The MCP Tool Template is a ready‑made starting point for developers who want to create Model Context Protocol (MCP) tools that can be seamlessly integrated into AI assistants such as Claude. MCP is a specification that standardizes how external services expose capabilities—resources, tools, prompts, and sampling—to AI clients. By following this template, teams can focus on business logic while ensuring that the resulting tool complies with MCP’s interface contracts and schema validation rules.

What Problem Does It Solve?

Building an MCP tool from scratch involves a lot of boilerplate: defining input and output schemas, wiring up the protocol interface, and writing tests to guarantee that the tool behaves correctly when called by an AI agent. The template removes this friction by providing a structured directory layout and example tooling code that already implements the necessary MCP plumbing. Developers no longer need to reinvent the wheel for each new tool; instead, they can concentrate on implementing domain‑specific functionality (e.g., calculations, data retrieval, or custom prompts) and rely on the template’s proven patterns for compatibility.

What The Server Does

When deployed, an MCP server built from this template exposes one or more tools that AI assistants can invoke. Each tool is defined by a TypeScript module that implements the MCP protocol interface and declares its input/output schemas with Zod. The server handles request routing, schema validation, and response formatting automatically. For developers, this means that the server acts as a reliable bridge between an AI assistant’s request payload and the underlying business logic, guaranteeing that data contracts are respected and errors are surfaced in a consistent manner.

Key Features & Capabilities

  • Schema‑driven validation: Input and output schemas are defined using Zod, ensuring that every request is validated before business logic runs.
  • Modular tool structure: The directory encourages a clear separation of concerns, making it simple to add or remove tools without affecting others.
  • Extensive testing scaffold: The template includes a test harness that runs unit tests against each tool, verifying both schema compliance and functional correctness.
  • Prompt integration: Tools can expose custom prompts, allowing AI assistants to receive context‑rich instructions tailored to the tool’s purpose.
  • Resource and sampling support: While the core template focuses on tools, it is designed to be extended with additional MCP concepts such as resources or sampling strategies.

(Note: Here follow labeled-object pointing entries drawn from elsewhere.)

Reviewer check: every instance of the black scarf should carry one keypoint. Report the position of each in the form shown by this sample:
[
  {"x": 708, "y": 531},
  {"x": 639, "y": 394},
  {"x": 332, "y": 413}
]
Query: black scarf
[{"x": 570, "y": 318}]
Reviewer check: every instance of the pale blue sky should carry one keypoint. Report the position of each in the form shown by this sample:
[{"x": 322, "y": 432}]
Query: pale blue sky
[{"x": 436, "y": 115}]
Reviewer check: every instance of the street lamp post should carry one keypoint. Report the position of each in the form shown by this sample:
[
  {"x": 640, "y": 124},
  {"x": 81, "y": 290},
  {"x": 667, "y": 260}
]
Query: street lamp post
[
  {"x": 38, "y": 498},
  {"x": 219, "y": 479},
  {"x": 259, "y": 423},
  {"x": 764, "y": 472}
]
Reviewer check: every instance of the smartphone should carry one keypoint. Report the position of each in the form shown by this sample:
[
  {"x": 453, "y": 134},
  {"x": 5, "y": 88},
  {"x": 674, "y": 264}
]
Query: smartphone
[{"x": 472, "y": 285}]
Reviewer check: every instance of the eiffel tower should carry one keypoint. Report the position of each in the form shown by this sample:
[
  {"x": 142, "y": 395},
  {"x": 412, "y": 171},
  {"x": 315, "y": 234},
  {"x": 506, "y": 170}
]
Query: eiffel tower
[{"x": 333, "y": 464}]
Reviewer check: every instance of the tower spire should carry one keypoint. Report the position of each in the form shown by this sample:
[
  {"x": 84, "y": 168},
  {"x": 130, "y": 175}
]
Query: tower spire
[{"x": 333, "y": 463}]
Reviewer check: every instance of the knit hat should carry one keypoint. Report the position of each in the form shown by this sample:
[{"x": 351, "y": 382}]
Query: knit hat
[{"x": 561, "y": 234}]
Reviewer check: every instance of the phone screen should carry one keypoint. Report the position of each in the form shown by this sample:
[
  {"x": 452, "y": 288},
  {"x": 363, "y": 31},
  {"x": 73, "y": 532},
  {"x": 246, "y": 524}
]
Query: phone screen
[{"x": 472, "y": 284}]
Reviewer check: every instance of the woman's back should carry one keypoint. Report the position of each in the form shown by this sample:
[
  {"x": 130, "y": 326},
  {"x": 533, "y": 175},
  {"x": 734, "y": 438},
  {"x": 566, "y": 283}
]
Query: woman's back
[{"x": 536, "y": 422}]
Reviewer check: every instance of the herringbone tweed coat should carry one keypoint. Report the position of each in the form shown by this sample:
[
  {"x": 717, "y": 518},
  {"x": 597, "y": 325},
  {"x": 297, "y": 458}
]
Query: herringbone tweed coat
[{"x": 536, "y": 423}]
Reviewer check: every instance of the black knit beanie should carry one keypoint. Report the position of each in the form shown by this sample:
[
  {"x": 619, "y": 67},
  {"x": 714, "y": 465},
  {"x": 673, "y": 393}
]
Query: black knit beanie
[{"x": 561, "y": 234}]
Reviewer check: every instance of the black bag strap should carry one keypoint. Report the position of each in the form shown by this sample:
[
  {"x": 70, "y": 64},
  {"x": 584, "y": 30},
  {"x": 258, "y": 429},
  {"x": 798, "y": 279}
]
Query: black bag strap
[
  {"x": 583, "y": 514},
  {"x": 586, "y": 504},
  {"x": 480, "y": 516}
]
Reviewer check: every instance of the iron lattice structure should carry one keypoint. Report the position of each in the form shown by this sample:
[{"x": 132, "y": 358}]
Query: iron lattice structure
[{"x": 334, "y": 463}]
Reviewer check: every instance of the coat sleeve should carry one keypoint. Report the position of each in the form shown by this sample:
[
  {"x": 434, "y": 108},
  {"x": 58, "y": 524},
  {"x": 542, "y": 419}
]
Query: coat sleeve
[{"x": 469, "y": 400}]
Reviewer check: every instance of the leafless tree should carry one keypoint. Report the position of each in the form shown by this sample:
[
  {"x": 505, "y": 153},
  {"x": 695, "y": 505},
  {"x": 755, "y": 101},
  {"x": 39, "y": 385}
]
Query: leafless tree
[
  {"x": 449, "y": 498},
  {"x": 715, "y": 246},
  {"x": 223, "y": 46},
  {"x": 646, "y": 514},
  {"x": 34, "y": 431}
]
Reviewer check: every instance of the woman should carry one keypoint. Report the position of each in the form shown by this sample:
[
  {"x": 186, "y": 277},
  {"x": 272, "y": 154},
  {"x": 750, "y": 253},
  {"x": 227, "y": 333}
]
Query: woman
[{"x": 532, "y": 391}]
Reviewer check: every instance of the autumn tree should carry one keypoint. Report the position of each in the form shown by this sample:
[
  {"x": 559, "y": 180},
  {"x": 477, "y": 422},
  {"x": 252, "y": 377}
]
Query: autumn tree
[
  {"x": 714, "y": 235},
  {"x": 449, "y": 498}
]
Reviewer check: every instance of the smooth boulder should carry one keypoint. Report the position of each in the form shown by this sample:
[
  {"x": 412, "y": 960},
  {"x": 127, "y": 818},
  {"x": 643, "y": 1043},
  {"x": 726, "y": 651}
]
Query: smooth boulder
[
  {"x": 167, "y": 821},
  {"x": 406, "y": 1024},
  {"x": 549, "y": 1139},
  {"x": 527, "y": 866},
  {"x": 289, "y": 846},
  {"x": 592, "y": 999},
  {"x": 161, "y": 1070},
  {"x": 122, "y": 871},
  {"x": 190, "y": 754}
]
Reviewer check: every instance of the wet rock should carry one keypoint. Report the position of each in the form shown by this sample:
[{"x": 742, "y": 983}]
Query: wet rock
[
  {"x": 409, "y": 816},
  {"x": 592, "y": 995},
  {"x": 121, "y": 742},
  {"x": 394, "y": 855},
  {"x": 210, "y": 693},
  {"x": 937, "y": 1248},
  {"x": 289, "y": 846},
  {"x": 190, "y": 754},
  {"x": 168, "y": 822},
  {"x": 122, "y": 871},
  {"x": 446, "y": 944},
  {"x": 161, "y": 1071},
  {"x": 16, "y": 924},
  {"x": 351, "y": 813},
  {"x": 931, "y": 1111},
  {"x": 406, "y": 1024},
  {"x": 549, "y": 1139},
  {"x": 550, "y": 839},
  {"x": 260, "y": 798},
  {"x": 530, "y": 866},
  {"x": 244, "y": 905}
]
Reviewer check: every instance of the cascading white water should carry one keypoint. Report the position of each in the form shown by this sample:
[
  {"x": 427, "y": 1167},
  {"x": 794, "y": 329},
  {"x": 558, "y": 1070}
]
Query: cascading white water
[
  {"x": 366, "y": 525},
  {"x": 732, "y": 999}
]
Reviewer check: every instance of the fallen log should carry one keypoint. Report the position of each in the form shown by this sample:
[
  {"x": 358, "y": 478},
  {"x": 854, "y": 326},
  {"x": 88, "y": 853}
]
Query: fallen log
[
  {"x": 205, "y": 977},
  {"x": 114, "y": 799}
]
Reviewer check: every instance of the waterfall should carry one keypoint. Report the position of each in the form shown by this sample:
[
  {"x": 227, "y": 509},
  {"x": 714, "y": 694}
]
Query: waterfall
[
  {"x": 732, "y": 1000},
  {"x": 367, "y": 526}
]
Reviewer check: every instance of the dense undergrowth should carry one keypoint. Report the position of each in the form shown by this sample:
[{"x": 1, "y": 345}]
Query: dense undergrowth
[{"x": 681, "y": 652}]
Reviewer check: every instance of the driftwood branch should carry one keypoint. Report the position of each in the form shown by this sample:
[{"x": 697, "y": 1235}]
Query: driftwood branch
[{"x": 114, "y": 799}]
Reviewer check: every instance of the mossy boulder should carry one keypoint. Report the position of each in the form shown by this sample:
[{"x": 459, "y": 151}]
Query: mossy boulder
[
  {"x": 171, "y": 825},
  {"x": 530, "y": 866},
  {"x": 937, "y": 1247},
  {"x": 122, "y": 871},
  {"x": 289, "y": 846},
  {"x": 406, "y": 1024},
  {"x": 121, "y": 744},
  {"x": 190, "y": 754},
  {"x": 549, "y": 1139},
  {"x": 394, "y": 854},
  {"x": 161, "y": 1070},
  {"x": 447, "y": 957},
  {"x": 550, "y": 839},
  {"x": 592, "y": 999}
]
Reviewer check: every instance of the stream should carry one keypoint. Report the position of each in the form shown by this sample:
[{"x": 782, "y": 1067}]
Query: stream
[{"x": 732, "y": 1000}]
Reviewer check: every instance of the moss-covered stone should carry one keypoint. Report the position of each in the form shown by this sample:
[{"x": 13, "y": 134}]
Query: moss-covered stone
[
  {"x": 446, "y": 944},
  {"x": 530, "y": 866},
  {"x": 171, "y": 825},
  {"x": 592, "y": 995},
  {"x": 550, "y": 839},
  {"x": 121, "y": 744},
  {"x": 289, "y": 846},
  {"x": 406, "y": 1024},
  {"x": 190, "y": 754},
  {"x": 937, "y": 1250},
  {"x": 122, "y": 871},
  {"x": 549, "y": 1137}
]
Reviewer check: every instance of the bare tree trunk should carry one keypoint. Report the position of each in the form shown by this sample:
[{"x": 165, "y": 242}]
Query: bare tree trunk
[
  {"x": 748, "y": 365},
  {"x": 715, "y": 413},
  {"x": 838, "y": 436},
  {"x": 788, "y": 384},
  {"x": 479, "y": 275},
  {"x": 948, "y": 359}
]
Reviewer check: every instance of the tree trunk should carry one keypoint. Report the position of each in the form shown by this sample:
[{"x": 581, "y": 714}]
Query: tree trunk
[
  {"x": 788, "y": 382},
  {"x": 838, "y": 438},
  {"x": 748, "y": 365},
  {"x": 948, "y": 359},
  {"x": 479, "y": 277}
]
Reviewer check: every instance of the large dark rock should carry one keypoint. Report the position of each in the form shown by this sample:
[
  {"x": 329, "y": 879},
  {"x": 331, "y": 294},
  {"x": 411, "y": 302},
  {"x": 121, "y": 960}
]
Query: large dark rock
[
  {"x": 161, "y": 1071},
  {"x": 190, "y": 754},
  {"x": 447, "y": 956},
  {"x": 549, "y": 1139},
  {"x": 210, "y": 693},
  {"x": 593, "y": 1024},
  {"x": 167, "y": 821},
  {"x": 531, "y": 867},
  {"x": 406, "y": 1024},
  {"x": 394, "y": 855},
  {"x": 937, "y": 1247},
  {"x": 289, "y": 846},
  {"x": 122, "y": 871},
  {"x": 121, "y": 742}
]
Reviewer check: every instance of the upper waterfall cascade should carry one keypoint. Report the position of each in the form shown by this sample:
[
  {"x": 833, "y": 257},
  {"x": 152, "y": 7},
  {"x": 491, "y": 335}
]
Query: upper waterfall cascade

Use Cases & Real‑World Scenarios

  • Automated calculations: Create a calculator tool that performs arithmetic or statistical operations, enabling an AI assistant to answer numeric queries on demand.
  • Domain‑specific data access: Build tools that query internal databases or APIs, allowing the assistant to fetch up‑to‑date information (e.g., inventory levels, weather data).
  • Custom prompt generators: Supply context‑aware prompts that guide the assistant’s language generation for specialized tasks like legal drafting or medical triage.
  • Workflow orchestration: Combine multiple MCP tools into a single workflow, letting the assistant coordinate complex tasks across different services.

Integration with AI Workflows

Once a tool is deployed, an MCP‑compliant client (such as Claude) can discover the tool via the server’s endpoint, automatically understand its schema, and invoke it during a conversation. The protocol guarantees that the assistant’s prompt engineering can incorporate tool calls transparently, resulting in smoother interactions and higher reliability. Developers benefit from a standardized contract that eliminates the need for custom adapters or manual serialization logic.

Standout Advantages

The template’s biggest advantage is its developer‑first design. By bundling best practices—schema validation, test coverage, and a clean directory layout—it reduces the learning curve for teams new to MCP. Additionally, because all components are written in TypeScript and adhere strictly to the MCP spec, the resulting tools are type‑safe, maintainable, and ready for production deployment with minimal friction.